Все мечты разлетелись вдребезги. Кости черепа, слава Богу, нет, — но сильно разошлись по швам.

Я решил навестить моего друга Женю Васильева, послушать его игру на собственном концертном рояле. Было совсем недалеко добежать до его дому, но в те дни я увлекался Джеком Лондоном; и может быть поэтому, а может оттого, что мне было почти пятнадцать, и весна была во всем цвету, я тренировался в прыжках на трамвай и с трамвая на большом ходу. В тот час было людно, гроздья свешивались со всех дверей, вагоновожатые трезвонили без передышки, я разбежался и прыгнул, зацепившись за поручни кончиками пальцев и упершись в подножку кончиком мыска. Но тут изнутри вагона мощно надавили. Если, вот, сейчас обе ноги повиснут, то соскользну под колеса второго вагона! Я немедля оттолкнулся второй ногой, оторвал руки от поручней и на всей скорости шарахнулся затылком об асфальт.

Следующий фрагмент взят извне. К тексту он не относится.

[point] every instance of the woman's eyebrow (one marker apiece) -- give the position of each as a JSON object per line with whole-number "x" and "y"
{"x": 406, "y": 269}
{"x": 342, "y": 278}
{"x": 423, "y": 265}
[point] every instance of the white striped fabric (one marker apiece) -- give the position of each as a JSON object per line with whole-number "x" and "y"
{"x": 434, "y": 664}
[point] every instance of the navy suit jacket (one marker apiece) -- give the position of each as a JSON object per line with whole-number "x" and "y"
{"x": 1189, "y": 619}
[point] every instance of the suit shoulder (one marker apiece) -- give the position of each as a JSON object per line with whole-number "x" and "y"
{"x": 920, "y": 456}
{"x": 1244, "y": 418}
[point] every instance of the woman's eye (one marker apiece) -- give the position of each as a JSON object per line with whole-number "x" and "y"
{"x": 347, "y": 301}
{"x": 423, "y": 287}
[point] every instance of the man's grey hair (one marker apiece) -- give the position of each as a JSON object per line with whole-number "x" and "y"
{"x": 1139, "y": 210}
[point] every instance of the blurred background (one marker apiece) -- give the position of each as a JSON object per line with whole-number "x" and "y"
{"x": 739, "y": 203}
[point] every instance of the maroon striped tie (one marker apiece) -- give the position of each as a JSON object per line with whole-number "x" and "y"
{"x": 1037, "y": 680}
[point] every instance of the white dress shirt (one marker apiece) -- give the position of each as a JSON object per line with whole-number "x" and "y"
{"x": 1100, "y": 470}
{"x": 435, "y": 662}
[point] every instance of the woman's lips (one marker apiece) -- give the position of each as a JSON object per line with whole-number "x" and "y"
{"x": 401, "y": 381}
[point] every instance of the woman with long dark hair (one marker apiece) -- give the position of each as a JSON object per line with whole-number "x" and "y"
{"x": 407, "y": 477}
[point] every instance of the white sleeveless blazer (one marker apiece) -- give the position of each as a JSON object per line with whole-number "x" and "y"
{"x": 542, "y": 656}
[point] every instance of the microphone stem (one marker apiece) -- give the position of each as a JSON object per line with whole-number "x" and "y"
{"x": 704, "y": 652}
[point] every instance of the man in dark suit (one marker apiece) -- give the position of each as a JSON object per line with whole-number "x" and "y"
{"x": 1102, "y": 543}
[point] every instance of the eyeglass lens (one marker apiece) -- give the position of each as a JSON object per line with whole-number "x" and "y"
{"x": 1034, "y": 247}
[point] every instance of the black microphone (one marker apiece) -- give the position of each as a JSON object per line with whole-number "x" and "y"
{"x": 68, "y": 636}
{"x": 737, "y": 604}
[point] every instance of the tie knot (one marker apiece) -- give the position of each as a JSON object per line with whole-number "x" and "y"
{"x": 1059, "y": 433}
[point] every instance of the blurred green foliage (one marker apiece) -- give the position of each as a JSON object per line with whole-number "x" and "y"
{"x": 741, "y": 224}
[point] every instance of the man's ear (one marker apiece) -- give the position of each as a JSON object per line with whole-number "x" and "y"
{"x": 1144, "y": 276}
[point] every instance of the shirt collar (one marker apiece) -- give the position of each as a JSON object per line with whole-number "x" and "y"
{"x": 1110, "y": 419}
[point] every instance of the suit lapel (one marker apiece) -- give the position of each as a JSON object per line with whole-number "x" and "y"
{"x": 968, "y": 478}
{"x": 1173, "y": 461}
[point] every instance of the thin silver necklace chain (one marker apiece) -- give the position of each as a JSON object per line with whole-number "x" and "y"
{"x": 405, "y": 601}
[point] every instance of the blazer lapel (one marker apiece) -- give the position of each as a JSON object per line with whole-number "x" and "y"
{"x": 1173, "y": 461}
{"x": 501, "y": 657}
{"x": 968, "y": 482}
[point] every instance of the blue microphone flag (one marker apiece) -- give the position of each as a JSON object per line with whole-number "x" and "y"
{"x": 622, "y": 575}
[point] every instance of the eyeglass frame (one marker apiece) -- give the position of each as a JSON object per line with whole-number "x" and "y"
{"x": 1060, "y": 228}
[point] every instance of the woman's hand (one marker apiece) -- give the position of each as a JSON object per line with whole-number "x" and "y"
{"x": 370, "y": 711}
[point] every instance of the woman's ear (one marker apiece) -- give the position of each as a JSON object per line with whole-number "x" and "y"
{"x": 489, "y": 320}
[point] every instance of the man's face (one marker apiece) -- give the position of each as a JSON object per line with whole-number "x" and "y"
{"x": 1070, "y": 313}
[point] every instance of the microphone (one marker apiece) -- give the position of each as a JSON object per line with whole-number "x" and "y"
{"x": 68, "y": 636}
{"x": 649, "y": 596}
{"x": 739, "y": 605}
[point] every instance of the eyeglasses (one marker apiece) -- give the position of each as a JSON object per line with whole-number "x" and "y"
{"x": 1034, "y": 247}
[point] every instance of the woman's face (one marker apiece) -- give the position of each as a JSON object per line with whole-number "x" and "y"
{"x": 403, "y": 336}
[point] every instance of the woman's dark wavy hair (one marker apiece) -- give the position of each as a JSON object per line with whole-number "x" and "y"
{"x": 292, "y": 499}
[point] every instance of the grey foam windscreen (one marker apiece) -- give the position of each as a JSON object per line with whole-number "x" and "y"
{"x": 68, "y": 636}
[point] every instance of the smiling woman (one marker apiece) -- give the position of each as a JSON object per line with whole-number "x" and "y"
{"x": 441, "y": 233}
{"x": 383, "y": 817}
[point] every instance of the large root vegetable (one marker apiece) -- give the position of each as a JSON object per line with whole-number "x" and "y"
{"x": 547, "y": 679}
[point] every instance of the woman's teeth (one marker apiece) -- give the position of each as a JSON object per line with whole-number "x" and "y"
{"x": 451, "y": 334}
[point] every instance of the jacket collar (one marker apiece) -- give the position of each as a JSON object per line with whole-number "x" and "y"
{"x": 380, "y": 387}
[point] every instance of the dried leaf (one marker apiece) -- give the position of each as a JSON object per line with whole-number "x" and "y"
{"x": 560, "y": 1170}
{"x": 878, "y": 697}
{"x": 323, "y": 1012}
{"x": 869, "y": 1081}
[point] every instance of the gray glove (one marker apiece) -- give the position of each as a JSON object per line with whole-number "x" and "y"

Шло тихое московское лето. Моя койка стояла у окна на первом этаже; посетителей не пускали, я должен был лежать недвижно, но каждый день кто-нибудь стоял под окном, то мать с отчимом, то молчаливый неулыбчивый Женя. Пришел даже весь мой класс вместе с молодой классной руководительницей. Расплющивая стеклом конопатый нос и строя смешные гримасы, она показывала мне мой дневник: одни пятерки. Семилетка была окончена. Но я был подавлен: врачи велели оставить школу на год, а то и на два. Вернусь ли вообще-то? Жизнь затормозилась.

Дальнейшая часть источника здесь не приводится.